Figure CN224403656U_ABST
Abstract
Description
Technical Field
[0001] This utility model relates to the field of puncture needle technology, and in particular to a puncture depth adjustment mechanism for a puncture needle used for blood glucose monitoring. Background Technology
[0002] A blood glucose monitoring puncture needle, also known as a blood glucose sampling needle, is a commonly used tool for blood glucose monitoring. It involves pricking the finger to collect a small amount of blood for testing by a blood glucose meter, thereby helping patients understand their blood glucose levels.
[0003] Currently, traditional puncture needles often cannot adjust their puncture depth. When patients use them, due to differences in individual physical conditions, a fixed puncture depth can lead to inconvenience and unstable measurements. Therefore, there is an urgent need for a puncture depth adjustment mechanism for blood glucose monitoring puncture needles. Utility Model Content
[0004] The purpose of this invention is to address the shortcomings of existing technologies by proposing a puncture depth adjustment mechanism for a puncture needle used for blood glucose monitoring.
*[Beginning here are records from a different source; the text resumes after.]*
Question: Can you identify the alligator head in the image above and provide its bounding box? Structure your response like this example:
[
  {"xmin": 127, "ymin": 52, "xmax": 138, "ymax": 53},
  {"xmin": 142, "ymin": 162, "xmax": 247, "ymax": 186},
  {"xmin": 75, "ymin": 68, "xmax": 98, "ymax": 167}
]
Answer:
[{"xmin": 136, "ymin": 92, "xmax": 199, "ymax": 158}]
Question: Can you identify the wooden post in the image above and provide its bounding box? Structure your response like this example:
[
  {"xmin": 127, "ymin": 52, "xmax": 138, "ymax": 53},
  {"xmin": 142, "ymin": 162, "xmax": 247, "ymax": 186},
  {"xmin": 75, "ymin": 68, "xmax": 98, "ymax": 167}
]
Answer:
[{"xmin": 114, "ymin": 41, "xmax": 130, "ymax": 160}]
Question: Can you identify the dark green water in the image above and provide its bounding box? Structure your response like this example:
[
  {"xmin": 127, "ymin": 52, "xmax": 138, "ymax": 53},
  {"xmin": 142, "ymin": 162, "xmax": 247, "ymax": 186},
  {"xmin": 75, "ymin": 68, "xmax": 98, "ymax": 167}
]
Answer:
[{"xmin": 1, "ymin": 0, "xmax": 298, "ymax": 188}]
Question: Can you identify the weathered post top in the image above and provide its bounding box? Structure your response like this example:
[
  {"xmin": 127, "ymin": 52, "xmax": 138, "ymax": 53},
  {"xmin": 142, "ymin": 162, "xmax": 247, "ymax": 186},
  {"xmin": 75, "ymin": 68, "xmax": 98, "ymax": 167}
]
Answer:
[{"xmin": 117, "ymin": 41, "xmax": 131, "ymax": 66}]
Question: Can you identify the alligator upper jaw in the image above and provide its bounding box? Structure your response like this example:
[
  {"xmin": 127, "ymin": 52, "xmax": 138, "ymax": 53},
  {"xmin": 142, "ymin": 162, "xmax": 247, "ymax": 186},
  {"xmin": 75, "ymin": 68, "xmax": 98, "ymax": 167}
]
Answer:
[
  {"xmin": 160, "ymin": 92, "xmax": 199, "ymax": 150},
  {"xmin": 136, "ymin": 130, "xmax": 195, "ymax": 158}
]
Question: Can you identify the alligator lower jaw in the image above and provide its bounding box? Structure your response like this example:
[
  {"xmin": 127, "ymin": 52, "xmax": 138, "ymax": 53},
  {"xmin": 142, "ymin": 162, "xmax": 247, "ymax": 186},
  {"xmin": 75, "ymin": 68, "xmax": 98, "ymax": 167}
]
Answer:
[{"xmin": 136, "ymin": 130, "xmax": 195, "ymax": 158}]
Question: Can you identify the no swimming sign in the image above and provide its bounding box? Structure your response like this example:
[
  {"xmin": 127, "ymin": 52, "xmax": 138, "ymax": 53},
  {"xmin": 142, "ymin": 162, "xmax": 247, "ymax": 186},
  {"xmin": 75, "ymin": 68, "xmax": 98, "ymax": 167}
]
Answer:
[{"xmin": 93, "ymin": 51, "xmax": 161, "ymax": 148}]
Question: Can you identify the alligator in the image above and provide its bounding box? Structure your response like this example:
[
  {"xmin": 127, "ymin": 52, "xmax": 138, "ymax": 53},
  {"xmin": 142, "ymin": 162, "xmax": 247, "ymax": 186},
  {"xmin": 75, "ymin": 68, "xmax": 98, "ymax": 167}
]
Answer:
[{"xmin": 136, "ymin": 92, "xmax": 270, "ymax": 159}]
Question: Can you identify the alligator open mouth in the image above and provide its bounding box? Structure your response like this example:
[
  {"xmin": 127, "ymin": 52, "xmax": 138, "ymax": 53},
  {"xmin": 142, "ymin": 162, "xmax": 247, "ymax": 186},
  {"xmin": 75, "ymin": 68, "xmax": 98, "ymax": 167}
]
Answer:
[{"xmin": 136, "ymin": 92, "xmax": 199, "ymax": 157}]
[0005] To achieve the above objectives, the present invention adopts the following technical solution:
[0006] A puncture depth adjustment mechanism for a blood glucose monitoring needle includes a cylindrical body. The cylindrical body has a cavity in the middle, and a connecting seat is provided in the middle of the cavity. An adjusting rod is screwed to the bottom of the connecting seat, and a trigger seat is connected to the top of the connecting seat through a second spring. The outer side of the trigger seat is limited and installed in an activation groove opened in the inner wall of the cylindrical body by a limiting post. The upper part of the trigger seat is connected to a needle seat through a first spring. A needle is provided in the middle of the needle seat, and a pressing post is provided above the needle seat. The pressing post is limited and installed at the upper end of the cylindrical body.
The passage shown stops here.